La società di portafogli per criptovalute Ledger colpita da una nuova fuga di dati tramite un partner di Global-e
- 5 Gennaio 2026
- Posted by: Tony
- Categoria: Crypto, Mercati
Ledger, produttore di portafogli hardware per criptovalute, ha comunicato che un’esposizione di dati è avvenuta attraverso il suo processore di pagamenti terzo, Global-e, dopo che la società ha inviato una notifica via email ai clienti segnalando accessi non autorizzati a informazioni personali conservate nei suoi sistemi cloud.
Dettagli dell’incidente
La notifica inviata da Global-e è stata resa pubblica inizialmente da ZachXBT sulla piattaforma X. Il messaggio indica che sono stati consultati impropriamente dati personali come nomi e recapiti, senza però precisare il numero di clienti coinvolti né il periodo temporale dell’accesso.
Global-e said:
“We retained independent forensic experts to conduct an investigation into the incident and we were able to determine that some personal data including name and contact information were improperly accessed.”

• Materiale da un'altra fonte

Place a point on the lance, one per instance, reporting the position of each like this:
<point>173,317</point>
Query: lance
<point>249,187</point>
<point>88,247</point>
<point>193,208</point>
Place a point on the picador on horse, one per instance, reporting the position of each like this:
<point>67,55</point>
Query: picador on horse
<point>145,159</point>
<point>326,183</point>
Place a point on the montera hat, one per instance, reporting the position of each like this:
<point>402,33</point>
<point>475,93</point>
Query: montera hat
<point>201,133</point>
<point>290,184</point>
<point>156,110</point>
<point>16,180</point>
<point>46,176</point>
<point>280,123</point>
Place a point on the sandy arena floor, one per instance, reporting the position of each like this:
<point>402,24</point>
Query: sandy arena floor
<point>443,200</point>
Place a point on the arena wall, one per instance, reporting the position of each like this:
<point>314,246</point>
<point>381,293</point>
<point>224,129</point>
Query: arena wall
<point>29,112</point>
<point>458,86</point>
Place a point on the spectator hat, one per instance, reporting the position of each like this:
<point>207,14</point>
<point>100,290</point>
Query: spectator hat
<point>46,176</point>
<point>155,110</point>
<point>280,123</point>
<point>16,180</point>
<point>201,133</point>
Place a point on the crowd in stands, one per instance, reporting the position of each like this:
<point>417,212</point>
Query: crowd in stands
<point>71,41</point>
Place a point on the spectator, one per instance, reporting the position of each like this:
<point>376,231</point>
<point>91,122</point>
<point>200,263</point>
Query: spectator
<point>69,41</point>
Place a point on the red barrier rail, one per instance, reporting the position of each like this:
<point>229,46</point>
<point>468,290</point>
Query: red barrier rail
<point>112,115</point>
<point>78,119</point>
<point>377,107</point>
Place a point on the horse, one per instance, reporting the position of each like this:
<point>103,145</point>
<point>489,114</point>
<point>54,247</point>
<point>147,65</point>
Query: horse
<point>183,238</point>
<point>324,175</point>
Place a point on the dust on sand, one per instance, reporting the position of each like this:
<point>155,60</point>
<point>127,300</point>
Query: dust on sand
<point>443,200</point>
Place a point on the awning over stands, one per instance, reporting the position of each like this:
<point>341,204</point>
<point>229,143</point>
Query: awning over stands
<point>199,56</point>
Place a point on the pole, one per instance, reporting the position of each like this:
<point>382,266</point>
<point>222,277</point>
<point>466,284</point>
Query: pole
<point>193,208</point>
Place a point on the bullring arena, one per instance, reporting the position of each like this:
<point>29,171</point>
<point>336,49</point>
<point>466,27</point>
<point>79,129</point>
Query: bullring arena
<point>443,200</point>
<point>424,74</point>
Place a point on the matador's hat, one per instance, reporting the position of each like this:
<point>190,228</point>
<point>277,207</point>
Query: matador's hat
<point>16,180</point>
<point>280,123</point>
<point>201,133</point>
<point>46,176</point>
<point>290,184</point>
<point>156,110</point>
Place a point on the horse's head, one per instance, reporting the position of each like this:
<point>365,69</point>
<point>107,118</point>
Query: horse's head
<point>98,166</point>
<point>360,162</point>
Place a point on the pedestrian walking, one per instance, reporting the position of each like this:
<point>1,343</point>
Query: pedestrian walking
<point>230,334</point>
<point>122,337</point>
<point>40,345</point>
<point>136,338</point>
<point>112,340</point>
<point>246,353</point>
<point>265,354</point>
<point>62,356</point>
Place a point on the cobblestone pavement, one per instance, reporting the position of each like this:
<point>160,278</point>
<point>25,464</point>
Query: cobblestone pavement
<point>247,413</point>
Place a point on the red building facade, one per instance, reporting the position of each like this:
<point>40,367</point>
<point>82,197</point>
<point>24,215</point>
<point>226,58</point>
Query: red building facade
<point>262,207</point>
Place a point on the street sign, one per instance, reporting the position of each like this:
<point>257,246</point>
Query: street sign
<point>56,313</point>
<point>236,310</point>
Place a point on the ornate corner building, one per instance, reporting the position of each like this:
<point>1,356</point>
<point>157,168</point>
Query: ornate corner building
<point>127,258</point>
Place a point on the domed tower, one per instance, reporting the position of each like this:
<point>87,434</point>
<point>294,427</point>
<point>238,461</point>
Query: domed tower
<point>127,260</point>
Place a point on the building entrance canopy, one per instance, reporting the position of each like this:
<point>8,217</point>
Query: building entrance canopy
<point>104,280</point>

Secondo la comunicazione, Global-e ha rilevato attività anomale, ha applicato controlli immediati e ha avviato un’indagine che ha confermato l’accesso non autorizzato ad alcuni dati.
Le pagine social ufficiali di Ledger non riportano al momento incidenti attivi, ma invitano alla prudenza e alla verifica delle comunicazioni ricevute dagli utenti.
Ledger said:
“Ledger was made aware of an incident at Global-e, an e-commerce partner for global brands and retailers, including Ledger. This incident consisted of unauthorized access to order data in Global-e information systems. Some of the data accessed as part of this incident pertained to customers who made a purchase on Ledger.com using Global-e as a Merchant of Record. This was not a breach of Ledger’s platform, hardware or software systems, which remain secure. For the avoidance of doubt, as the Ledger product is self-custodial, Global-e does not have access to your 24 words, blockchain balance, or any secrets related to digital assets.”
La società ha inoltre chiarito che i dati di pagamento non risultano coinvolti nell’accesso e che Global-e, in qualità di Merchant of Record, ha inviato direttamente le notifiche perché assume la responsabilità dei dati trattati nei propri sistemi.
Contesto e precedenti
Si tratta di un episodio che arriva dopo precedenti violazioni legate all’ecosistema attorno a Ledger. Nel 2020 una fuga di dati attraverso il partner di e‑commerce Shopify aveva esposto le informazioni di circa 270.000 clienti; nel 2023 la società aveva subito un attacco che ha coinvolto fondi per quasi 500.000 dollari e interessato diverse applicazioni della finanza decentralizzata (DeFi).
È importante distinguere tra compromissione dei metadati degli ordini e accesso alle chiavi crittografiche. I portafogli hardware sono progettati per essere self-custodial, il che significa che la frase di recupero (le cosiddette 24 words o “seed phrase”) resta sotto il controllo dell’utente: una violazione dei sistemi di vendita non implica necessariamente un rischio diretto sui fondi, se le credenziali private non sono state esposte.
Dal punto di vista normativo, quando un fornitore terzo agisce come controllore dei dati, crescono le responsabilità legali e gli obblighi di notifica previsti, ad esempio, dal GDPR per i clienti nell’Unione Europea. Le indagini forensi e le comunicazioni agli interessati sono quindi fasi attese in questi casi.
Cosa devono sapere gli utenti
Secondo le dichiarazioni ufficiali, le informazioni di pagamento non sarebbero state coinvolte: Ledger sta collaborando con Global-e per informare gli utenti potenzialmente coinvolti e fornire dettagli utili. Rimane comunque raccomandata la massima attenzione a tentativi di phishing o comunicazioni fraudolente che sfruttano informazioni personali ottenute in violazioni di questo tipo.
Consigli pratici per gli utenti includono: monitorare le proprie caselle email e i movimenti sospetti, attivare misure di protezione come l’autenticazione a due fattori sugli account associati, non condividere mai la seed phrase o le proprie chiavi private, e verificare sempre la provenienza delle comunicazioni rivolgendosi ai canali ufficiali dell’azienda.
La vicenda sottolinea la necessità per l’intero settore del commercio elettronico e delle criptovalute di rafforzare le difese contro attori malevoli e di migliorare la gestione dei dati da parte dei fornitori terzi coinvolti nelle transazioni.